Penelitian tentang masyarakat Islam yang menggabungkan metode survei dan perbandingan Negara (cross country comparative) terbilang langka. Literatur yang beredar umumnya mengkaji komunitas Muslim dari aspek normatif, dan kalau pun membahas dimensi empirik, rata-rata sarjana menerapkan pendekatan kualitatif. Kepustakaan yang membandingkan dua atau lebih negara-negara Muslim cukup tersedia, tetapi lagi-lagi menggunakan analisis kualitatif. Dari segi data, kajian-kajian tersebut telah berperan besar dalam proses akumulasi pengetahuan tentang masyarakat Muslim, tetapi kita juga memerlukan kajian empirik yang secara sistematis dan terukur menggali realitas Muslim kontemporer.

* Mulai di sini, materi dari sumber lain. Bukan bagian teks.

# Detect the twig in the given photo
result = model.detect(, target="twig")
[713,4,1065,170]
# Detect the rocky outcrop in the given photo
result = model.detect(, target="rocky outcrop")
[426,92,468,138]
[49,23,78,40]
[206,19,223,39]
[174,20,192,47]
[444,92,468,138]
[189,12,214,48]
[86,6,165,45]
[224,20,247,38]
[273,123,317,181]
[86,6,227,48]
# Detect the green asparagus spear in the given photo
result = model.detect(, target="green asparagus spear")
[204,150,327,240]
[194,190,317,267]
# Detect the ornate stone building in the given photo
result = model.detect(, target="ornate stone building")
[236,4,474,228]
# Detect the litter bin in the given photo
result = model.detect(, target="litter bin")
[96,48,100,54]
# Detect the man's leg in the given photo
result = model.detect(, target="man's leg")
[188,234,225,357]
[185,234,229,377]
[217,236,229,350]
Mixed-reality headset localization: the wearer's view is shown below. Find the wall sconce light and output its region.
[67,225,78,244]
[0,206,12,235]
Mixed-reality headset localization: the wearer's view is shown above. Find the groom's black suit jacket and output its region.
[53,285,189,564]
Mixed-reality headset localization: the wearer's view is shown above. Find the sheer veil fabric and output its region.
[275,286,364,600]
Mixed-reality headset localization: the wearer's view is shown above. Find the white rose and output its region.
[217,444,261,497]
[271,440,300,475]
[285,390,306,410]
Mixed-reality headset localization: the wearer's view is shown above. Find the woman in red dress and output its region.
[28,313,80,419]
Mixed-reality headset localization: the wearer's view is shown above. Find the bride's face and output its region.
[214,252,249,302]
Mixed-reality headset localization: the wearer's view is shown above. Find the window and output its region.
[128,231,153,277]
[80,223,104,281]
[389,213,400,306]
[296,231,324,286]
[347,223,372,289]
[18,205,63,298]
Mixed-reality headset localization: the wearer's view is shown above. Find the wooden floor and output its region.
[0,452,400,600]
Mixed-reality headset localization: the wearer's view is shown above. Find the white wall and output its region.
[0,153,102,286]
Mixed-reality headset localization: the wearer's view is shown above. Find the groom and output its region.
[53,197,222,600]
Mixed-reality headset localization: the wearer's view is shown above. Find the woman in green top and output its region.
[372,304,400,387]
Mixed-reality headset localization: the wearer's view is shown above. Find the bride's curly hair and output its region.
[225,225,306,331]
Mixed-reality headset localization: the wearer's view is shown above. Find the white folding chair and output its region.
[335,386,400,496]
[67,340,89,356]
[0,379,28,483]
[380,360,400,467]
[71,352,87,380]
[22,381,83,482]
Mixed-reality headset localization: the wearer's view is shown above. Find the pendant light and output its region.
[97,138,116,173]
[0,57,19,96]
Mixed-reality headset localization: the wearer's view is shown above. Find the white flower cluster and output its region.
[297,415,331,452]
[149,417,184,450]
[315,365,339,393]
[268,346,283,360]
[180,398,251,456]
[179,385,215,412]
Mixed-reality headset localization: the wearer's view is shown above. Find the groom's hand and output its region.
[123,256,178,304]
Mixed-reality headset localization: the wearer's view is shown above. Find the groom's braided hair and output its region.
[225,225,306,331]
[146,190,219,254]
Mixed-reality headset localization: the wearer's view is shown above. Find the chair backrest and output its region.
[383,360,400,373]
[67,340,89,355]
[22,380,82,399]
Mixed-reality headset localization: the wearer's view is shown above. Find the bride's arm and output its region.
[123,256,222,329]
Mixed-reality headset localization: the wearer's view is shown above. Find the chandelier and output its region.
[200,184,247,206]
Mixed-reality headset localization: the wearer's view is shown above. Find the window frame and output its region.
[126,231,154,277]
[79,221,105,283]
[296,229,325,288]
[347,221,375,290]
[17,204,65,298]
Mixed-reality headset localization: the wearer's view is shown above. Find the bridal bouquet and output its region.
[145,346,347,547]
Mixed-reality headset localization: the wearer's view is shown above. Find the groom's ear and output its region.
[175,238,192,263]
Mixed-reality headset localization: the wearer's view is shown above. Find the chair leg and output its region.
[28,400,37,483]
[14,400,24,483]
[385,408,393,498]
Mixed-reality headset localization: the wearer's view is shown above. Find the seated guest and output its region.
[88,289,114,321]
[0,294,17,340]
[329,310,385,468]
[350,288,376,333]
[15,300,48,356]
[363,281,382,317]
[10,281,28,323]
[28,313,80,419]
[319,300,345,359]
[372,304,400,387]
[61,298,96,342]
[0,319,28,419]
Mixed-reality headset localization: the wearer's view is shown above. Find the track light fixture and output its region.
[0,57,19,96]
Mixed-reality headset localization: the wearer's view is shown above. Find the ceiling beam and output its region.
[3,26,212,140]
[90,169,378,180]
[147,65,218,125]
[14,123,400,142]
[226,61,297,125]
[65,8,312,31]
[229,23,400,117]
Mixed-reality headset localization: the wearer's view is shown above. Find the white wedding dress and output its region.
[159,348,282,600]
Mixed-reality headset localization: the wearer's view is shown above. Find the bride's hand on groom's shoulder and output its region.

Aspek kehidupan agama yang dijadikan objek kajian dalam buku ini adalah kepercayaan sehari-hari (everyday belief). Cakupannya cukup luas, mulai dari sikap Muslim terhadap doktrin-doktrin agama, praktik ritual keagamaan mereka, sampai pada pandangan mereka mengenai isu-isu kontemporer seperti hubungan entarjenis kelamin (gender relations), negara Islam, toleransi dan pluralisme. Melalui pendekatan ini kita bisa melihat fenomena Islam yang hidup dan berkembang di tengah-tengah masyarakat. Jika kajian normatif memberi kita informasi tentang universalitas islam, kali ini kita akan temukan bagaimana nilai-nilai tersebut disikapi, dipahami, dan ditransformasikan dalam praktik sosial sehari-hari. Sebaliknya, jika kajian empririk senantiasa menyajikan fakta-fakta keras (hard facts) yang beragam tentang Islam, buku ini mencoba menggali imajinasi dan kepercayaan subjektif Muslim melalui wawancara testruktur. Hasilnya sangat menarik, tidak ada kesimpulan sederhana yang dapat mewakili gambaran Muslim secara universal.